Other add-ons can be purchased separately:
- perforated lids for the cups that are used to ventilate items cooked in the cup when using a microwave oven, and to dispense hard foods that have been ground using the appliance,
- the other of two available screw-on blade attachments: a "flat blade" (used for chopping harder foods, as well as for whipping),
- other attachments include a full size blender pitcher and a manual juice extractor attachment.

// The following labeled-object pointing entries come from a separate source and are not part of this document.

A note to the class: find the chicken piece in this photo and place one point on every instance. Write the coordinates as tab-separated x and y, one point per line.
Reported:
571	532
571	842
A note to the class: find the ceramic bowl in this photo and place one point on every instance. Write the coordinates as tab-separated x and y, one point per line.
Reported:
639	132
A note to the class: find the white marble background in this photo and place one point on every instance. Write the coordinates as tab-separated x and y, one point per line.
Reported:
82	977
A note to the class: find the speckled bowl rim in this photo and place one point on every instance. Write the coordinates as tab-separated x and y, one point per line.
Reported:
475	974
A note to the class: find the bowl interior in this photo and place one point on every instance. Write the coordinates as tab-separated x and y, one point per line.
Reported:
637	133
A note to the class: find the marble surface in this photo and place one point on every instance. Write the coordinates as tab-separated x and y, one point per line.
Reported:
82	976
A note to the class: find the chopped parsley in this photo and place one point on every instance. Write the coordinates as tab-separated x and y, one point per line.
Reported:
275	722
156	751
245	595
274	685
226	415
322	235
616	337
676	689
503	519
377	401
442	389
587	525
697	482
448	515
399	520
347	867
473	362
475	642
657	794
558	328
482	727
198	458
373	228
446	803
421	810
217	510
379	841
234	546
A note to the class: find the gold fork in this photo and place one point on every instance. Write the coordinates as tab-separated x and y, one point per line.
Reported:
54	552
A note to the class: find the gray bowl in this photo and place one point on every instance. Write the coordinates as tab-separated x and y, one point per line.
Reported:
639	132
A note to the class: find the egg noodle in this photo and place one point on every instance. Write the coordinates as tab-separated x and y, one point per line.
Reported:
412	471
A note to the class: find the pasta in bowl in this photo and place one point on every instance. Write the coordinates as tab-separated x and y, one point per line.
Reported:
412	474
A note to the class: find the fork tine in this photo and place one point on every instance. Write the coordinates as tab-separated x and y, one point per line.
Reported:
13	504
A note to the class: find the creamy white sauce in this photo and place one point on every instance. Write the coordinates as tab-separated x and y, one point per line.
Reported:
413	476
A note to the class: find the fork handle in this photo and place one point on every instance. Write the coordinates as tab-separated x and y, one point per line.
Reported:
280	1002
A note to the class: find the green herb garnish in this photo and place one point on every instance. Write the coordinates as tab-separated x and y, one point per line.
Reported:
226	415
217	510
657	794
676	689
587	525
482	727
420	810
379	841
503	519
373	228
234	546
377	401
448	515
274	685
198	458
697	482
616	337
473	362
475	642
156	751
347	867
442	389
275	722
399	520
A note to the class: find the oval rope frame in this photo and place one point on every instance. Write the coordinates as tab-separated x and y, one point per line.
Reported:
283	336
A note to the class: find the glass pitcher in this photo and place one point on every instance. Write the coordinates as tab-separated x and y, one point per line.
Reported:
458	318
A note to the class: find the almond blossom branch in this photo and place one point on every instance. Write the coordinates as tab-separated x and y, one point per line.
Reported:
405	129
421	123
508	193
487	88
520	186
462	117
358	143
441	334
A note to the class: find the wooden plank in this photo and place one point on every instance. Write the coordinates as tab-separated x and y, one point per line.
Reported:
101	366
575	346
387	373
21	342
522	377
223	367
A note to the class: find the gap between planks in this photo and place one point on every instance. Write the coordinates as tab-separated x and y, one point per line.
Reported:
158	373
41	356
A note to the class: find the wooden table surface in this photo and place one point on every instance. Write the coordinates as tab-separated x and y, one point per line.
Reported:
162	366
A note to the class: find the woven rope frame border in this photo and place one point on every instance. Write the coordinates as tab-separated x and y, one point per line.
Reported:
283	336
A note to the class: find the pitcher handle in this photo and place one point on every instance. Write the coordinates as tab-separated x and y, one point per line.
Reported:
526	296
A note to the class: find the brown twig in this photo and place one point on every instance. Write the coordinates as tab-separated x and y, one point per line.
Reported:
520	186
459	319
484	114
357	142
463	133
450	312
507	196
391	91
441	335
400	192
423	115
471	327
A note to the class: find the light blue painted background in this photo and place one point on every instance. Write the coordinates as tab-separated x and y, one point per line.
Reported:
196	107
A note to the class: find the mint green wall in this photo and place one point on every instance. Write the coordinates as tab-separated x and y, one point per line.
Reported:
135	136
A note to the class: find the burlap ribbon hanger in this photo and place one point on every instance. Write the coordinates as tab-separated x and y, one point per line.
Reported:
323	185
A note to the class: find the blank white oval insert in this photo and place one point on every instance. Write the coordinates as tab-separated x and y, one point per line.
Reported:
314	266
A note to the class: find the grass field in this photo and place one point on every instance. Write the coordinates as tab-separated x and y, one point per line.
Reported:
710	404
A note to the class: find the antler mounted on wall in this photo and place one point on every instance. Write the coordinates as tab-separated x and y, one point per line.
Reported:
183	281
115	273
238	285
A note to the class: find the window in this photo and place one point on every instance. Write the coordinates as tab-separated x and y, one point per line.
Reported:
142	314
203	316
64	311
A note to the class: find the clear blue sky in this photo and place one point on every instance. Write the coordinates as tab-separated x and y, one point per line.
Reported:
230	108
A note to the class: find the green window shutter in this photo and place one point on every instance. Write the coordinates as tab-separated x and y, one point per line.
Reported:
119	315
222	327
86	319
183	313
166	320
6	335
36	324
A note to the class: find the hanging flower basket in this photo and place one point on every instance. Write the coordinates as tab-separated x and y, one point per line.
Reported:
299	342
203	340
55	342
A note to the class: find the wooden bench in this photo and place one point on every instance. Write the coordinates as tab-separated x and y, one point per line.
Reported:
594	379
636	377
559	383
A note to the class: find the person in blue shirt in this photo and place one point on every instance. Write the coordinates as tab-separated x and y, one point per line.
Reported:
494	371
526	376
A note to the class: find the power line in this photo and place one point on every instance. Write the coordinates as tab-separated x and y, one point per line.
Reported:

== Lawsuit and explosion allegations ==
In May 2018, Fox affiliate KTTV in Los Angeles obtained test videos from NutriBullet which appeared to show the machine exploding in different situations, and some consumers told FOX11 they were injured by using the blender. Fourteen people have sued the company saying they were cut or burned when their NutriBullet exploded. The company has denied responsibility for the consumers' injuries.

== Usage ==
The appliance is used by attaching a blade attachment to the desired cup and fitting the assembly upside down on top of the base. The base contains the motor that turns the blade, which is inside the cup. When one applies pressure to the top of the unit, the blade spins. If one turns the cup to lock into the base, it will continue to spin until it is disengaged.

== Infomercial ==
The Magic Bullet is known for its 30-minute infomercial, broadcast mostly in the early hours of the morning. The original Magic Bullet infomercial, first broadcast in the early 2000s, featured an unconventional format compared to typical direct-response advertisements. Rather than employing a traditional studio setting or a formal pitch, the segment is set in a kitchen during what appears to be a morning-after gathering, where two hosts, "Mick" and "Mimi", demonstrate the appliance to a group of casual houseguests. Each guest represents a distinct personality type and reacts to the demonstrations, providing opportunities for the hosts to showcase various uses of the product. The infomercial includes quick preparation of recipes such as smoothies, omelets, and dips, emphasizing the device's speed and versatility with the repeated claim that it can perform tasks "in 10 seconds or less".

== History ==
The Magic Bullet was introduced in October 2003 by Homeland Housewares, a division of Alchemy Worldwide LLC. The product was developed by a team that included Lenny Sands, Brady Caverly, and Jeff Clifford, who had previously worked in the infomercial industry. The company grew to over $200 million in annual sales, with the Magic Bullet accounting for $250 million in revenue during its first 17 months on the market.

The design for the Magic Bullet was registered with the United States Patent and Trademark Office by Lenny Sands, who is listed as the inventor.

In 2015, Magic Bullet introduced an app that offers breakfast, lunch and dinner recipes to Magic Bullet users.

In October 2017, the Bluetooth-enabled NutriBullet Balance was released. The blender works with a companion app which allows users to track calories from ingredients processed using the machine.

== Patent infringement ==
The Magic Bullet has been replicated and imitated on more than one occasion. Homeland Housewares, LLC, is a member of eBay's Verified Rights Owner (VeRO) program and has created a Consumer Counterfeit Watch web page in order to help educate consumers regarding these issues.